PaddleOCR 3.0 Technical Report
This is an incremental update to an existing toolkit, addressing the demand for document understanding in applications involving large language models.
The authors tackled the problem of document understanding by introducing PaddleOCR 3.0, an open-source toolkit with three solutions for multilingual text recognition, hierarchical document parsing, and key information extraction, achieving competitive accuracy and efficiency with models under 100 million parameters compared to billion-parameter vision-language models.
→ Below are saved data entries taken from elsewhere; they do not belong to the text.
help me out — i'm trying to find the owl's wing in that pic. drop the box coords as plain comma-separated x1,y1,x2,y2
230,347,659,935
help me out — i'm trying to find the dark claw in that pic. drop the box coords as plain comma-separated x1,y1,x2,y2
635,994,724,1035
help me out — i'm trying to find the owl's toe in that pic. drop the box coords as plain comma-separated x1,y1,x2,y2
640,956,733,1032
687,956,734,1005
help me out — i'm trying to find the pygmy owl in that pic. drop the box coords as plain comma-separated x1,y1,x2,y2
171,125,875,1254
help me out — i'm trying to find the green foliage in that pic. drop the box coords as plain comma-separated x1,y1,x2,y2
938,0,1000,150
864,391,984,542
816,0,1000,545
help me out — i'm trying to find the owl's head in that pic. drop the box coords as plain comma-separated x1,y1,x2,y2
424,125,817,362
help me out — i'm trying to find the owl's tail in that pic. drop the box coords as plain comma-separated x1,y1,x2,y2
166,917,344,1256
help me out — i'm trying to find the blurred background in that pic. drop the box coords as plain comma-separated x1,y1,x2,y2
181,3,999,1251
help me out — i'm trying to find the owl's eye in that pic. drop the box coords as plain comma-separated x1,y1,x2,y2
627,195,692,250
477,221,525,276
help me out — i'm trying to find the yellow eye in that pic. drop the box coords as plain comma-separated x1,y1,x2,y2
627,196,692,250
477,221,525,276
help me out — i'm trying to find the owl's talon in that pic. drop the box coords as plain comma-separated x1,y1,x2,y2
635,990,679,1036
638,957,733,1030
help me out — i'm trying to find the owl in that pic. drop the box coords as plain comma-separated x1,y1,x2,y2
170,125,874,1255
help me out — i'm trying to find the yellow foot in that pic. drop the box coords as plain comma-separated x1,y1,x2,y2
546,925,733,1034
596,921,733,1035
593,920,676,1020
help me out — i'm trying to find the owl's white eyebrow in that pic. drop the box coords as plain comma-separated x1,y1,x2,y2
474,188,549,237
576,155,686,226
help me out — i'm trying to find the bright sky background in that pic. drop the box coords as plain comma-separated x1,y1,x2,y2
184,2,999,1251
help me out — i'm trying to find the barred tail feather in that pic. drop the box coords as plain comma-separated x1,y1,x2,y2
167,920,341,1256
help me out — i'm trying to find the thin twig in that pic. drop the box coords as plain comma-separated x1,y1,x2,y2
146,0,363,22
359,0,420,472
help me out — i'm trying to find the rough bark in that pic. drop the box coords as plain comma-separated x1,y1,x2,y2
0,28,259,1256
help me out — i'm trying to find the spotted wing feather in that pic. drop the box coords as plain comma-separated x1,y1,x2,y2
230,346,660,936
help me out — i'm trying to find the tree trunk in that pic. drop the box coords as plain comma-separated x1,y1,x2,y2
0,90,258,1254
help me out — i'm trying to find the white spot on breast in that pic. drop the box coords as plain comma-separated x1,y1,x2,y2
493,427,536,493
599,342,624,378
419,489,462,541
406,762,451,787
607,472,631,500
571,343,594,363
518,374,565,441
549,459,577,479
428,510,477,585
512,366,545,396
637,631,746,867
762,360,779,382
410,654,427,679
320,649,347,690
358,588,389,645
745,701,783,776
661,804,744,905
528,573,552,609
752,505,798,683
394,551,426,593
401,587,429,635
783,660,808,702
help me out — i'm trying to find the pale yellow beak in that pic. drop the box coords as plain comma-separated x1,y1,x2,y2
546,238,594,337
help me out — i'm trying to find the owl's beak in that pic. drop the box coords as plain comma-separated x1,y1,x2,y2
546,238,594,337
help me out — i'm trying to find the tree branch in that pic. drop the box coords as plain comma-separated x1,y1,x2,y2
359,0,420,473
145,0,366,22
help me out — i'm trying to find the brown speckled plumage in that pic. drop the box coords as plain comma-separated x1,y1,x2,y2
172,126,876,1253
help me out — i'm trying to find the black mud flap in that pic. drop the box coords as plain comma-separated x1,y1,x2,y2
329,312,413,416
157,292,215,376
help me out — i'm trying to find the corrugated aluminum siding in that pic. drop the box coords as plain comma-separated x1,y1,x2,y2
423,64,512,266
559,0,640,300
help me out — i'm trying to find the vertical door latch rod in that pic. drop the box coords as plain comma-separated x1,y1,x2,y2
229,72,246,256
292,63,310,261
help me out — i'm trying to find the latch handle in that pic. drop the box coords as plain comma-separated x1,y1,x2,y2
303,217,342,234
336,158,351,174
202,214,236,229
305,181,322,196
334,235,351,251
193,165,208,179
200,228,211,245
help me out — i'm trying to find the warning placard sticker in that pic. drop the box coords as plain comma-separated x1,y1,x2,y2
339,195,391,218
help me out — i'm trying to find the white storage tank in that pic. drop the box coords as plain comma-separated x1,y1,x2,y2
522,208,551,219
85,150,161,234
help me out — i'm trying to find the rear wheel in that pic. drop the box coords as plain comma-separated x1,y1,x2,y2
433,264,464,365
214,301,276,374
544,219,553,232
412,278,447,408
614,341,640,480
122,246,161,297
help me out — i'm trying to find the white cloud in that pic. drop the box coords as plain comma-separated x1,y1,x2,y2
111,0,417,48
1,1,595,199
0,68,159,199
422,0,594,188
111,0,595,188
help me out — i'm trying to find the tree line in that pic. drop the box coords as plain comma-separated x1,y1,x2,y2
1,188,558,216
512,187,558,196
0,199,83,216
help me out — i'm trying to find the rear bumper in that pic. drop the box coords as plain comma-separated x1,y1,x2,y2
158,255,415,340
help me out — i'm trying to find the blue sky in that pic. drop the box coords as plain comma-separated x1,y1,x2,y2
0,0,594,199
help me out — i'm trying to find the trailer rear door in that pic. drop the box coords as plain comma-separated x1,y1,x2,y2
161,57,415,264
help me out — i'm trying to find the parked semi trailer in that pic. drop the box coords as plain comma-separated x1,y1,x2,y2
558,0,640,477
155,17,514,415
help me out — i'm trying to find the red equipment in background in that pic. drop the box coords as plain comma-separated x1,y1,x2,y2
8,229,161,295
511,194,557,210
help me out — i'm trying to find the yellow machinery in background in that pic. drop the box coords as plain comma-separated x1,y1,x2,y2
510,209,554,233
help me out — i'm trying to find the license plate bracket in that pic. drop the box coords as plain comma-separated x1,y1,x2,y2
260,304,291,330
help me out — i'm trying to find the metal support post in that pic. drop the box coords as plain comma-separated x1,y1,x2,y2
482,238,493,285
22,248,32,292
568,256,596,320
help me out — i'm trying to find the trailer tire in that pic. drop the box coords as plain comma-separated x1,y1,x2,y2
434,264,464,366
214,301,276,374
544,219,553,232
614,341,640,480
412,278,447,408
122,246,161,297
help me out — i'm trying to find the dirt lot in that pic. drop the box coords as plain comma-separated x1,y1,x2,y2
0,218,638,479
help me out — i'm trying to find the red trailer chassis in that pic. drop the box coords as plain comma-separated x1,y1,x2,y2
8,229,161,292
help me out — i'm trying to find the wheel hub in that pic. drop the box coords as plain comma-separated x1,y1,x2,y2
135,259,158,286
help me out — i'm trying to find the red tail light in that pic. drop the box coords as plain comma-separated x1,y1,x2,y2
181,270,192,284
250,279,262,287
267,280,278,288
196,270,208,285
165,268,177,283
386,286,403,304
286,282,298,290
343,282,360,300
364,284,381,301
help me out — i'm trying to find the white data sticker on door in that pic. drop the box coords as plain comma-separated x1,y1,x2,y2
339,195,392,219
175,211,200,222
This technical report introduces PaddleOCR 3.0, an Apache-licensed open-source toolkit for OCR and document parsing. To address the growing demand for document understanding in the era of large language models, PaddleOCR 3.0 presents three major solutions: (1) PP-OCRv5 for multilingual text recognition, (2) PP-StructureV3 for hierarchical document parsing, and (3) PP-ChatOCRv4 for key information extraction. Compared to mainstream vision-language models (VLMs), these models with fewer than 100 million parameters achieve competitive accuracy and efficiency, rivaling billion-parameter VLMs. In addition to offering a high-quality OCR model library, PaddleOCR 3.0 provides efficient tools for training, inference, and deployment, supports heterogeneous hardware acceleration, and enables developers to easily build intelligent document applications.